Wisdom Teeth

Wisdom Teeth Removal for Phoenix AZ

Having Wisdom Teeth Surgery

Wisdom teeth, or third molars, are the last teeth to erupt in the jaws. This generally occurs between the ages of 17 and 25, a time of life that has been called the "age of wisdom"--said no parent ever.

Some anthropologists believe that the rough diet of early humans resulted in the excessive wear of their teeth.  This allowed space to be available for the wisdom teeth to erupt when normal drifting of the teeth would occur. With the widespread adoption of refined modern diets and the rise of dental and orthodontic technology, this typically does not leave much room for the wisdom teeth to erupt, thereby setting the stage for problems when the final four molars erupt into the jaws.

What is an Impacted Tooth?

A tooth becomes impacted when there is a lack of space in the dental arch and its growth and eruption are prevented by the overlying gum tissues, bone or another tooth.

How Serious is an Impacted Tooth?

Impacted teeth can lead to painful inflammation or infections.  They may also crowd or damage nearby teeth or other structures.

More serious problems may occur if the development sac or capsule surrounding an impacted tooth becomes filled with fluid and enlarges to form a cyst. As the cyst grows it may cause bone loss within the jaw and permanently damage adjacent teeth, bone or nerves.  If a cyst is not appropriately treated, in rare cases a tumor may develop from its walls and a more serious surgical procedure may be required to remove it.

Complications such as infection , damage to adjacent teeth and the formation of cysts may arise from impacted teeth.

(a) Infection
(b) Crowding, damage
(c) Cyst

Despite the considerable concern regarding impacted third molars, a recent study sponsored by the American Association of Oral and Maxillofacial Surgeons and the Oral and Maxillofacial Surgery Foundation finds that third molars which have broken through the tissue and erupted into the mouth in a normal, upright position may be as prone to disease as those third molars that remain impacted.

Must the Tooth Come Out if it Hasn't Caused Any Problems Yet?

Not all problems related to third molars are painful or visible. Damage can occur without your being aware of it.

As wisdom teeth grow, their roots become longer, the teeth become more difficult to remove and complications become more likely. In addition, impacted wisdom teeth are more likely to cause problems as patients age.

No one can predict when third molar complications will occur, but when they do, the circumstances can be much more painful and the teeth more difficult to treat.

When Should I Have My Wisdom Teeth Removed?
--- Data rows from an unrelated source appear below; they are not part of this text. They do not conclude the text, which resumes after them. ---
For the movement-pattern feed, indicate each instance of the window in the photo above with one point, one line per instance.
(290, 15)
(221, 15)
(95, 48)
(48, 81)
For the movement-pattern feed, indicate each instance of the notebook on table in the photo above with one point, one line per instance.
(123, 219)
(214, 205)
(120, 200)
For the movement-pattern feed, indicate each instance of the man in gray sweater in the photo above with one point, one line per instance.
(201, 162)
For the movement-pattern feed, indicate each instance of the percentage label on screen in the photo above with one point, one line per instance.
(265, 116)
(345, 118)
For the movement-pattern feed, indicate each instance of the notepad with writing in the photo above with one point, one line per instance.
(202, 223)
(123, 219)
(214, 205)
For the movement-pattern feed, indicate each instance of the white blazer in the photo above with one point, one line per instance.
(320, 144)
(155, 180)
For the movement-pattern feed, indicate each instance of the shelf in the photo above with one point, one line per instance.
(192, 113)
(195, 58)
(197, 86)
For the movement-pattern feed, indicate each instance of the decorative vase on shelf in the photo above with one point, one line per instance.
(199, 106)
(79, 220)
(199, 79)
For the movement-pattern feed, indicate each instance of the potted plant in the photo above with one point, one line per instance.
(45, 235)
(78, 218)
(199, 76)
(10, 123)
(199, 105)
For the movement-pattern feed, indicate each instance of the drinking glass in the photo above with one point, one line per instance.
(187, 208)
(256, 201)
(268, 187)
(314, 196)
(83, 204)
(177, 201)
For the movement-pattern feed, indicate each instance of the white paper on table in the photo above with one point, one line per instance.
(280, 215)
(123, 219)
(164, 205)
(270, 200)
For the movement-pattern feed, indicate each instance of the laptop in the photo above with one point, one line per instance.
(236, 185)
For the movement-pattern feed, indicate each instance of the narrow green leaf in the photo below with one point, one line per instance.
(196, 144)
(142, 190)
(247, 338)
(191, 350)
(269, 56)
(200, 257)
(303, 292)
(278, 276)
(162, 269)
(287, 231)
It isn't wise to wait until your wisdom teeth start to bother you. In general, earlier removal of wisdom teeth results in a less complicated healing process. The AAOMS/OMSF study strongly recommends that wisdom teeth be removed by the time the patient is a young adult in order to prevent future problems and to ensure optimal healing. The researchers found that older patients may be at greater risk for periodontal or gum disease in the tissues surrounding the third molars and adjacent teeth. Infections of the gums or periodontium may affect your general health.
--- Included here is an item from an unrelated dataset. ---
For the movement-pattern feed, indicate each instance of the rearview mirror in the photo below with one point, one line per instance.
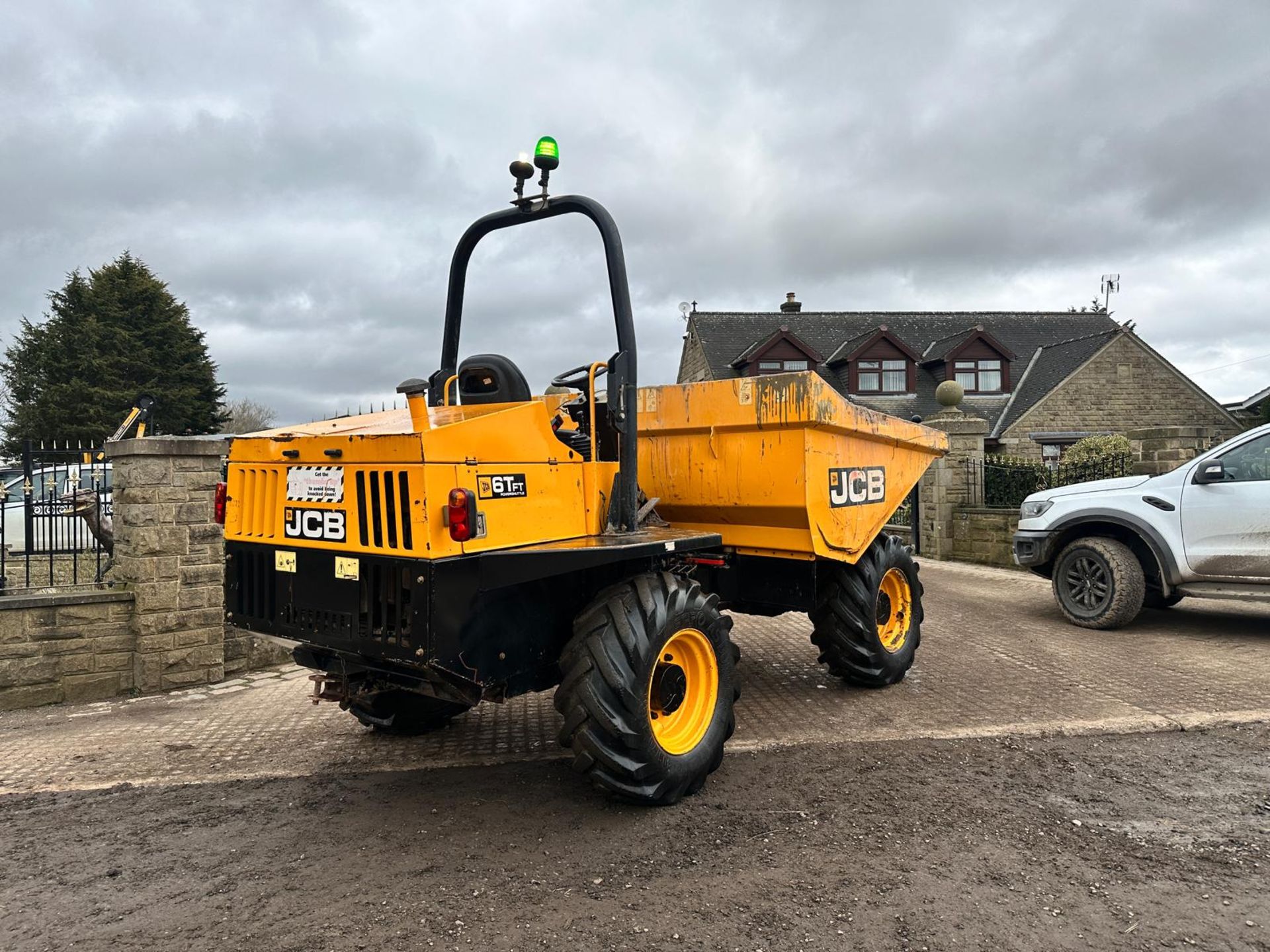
(1212, 471)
What Happens During Surgery?

Before surgery, your oral and maxillofacial surgeon will discuss with you what to expect. This is a good time to ask questions or express your concerns. It is especially important to let the doctor know about any illness you have and medications you are taking.

Wisdom Teeth Growth by Age

12 years
14 years
17 years 25 years
Wisdom teeth are easier to remove when the patient is younger, since their roots are not completely formed, the surrounding bone is softer, and there is less chance of damaging nearby nerves or other structures. Removal of wisdom teeth at a later age becomes more complicated as the roots have fully developed (may involve the nerve), and the jawbone is denser.

The relative ease with which a wisdom tooth may be removed depends on several conditions, including the position of the tooth and root development. Impacted wisdom teeth may require a more involved surgical procedure.

Most wisdom tooth extractions are performed in the oral and maxillofacial surgery office under local anesthesia, intravenous sedation or general anesthesia. Your oral and maxillofacial surgeon will discuss the anesthetic option that is right for you.

What Happens after Surgery?

Following surgery, you may experience some swelling and mild discomfort, which are part of the normal healing process. Cold compresses may help decrease the swelling, and medication prescribed by your Oral and Maxillofacial Surgeon can help manage the discomfort. You may be instructed to modify your diet following surgery and later progress to more normal foods.